ICE Brent settled a little more than 1.6% lower yesterday, taking prices back below US$70/bbl, despite President Trump’s “major statement” on Russia. Trump threatened to impose secondary tariffs of 100% on Russia if President Putin didn’t make a deal within 50 days to end the war in Ukraine. The lack of any immediate action and the belief that these threats won’t be carried out help to explain the market reaction.

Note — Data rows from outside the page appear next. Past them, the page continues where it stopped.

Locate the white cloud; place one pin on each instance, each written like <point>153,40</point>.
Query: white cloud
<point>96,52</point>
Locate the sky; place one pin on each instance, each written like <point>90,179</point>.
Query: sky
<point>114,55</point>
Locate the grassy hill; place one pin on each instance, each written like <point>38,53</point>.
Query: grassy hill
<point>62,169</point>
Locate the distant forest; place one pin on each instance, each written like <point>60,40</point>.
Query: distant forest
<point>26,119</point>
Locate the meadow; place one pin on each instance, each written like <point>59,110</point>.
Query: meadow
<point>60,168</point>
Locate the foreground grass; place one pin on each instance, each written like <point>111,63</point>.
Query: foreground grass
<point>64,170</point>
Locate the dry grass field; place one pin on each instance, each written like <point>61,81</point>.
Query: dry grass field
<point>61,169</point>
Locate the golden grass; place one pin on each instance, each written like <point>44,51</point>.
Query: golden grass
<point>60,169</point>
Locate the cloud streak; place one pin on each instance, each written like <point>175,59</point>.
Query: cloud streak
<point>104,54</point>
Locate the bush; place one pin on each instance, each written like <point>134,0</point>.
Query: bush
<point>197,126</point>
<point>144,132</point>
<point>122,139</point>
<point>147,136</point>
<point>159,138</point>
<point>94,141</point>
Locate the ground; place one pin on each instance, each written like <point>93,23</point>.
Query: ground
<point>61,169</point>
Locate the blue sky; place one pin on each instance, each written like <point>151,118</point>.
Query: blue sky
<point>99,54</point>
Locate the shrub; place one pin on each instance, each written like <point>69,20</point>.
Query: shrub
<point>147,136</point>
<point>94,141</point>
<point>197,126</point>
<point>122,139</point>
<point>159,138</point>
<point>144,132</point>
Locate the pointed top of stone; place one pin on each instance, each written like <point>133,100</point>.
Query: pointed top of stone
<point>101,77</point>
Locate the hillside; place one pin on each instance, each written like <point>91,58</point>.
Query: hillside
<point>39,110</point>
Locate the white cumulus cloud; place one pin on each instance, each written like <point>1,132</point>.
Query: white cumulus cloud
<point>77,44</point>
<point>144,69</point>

However, if Trump does follow through, and the tariff is implemented effectively, it would drastically change the outlook for the oil market. Russia exports more than 7m b/d of crude oil and refined products. China, India and Turkey are the largest buyers of Russian crude oil. They would need to weigh the benefits of buying discounted Russian crude oil against the cost of their exports to the US facing prohibitively high tariffs. If effectively enforced, the global market would be pushed into a large deficit. OPEC’s spare production capacity would not be able to fill the entire shortfall. This would present significant upside to oil prices. Given Trump’s desire for low oil prices, we don’t believe Trump would be keen to follow through with this threat.

Trade data from China for June showed a rebound in crude oil imports. Crude oil flows increased by a little more than 7% year on year to 12.2m b/d, which was also up more than 10% month on month. This leaves cumulative imports so far this year 1.4% higher YoY. The stronger imports in June were likely a result of more refineries returning to operation following spring maintenance.

OPEC will release its latest monthly oil market report later today. Last week, the International Energy Agency’s (IEA) revised lower its demand growth estimates for this year. OPEC has held a more bullish demand outlook. So, it will be interesting to see if the group makes any downward revisions.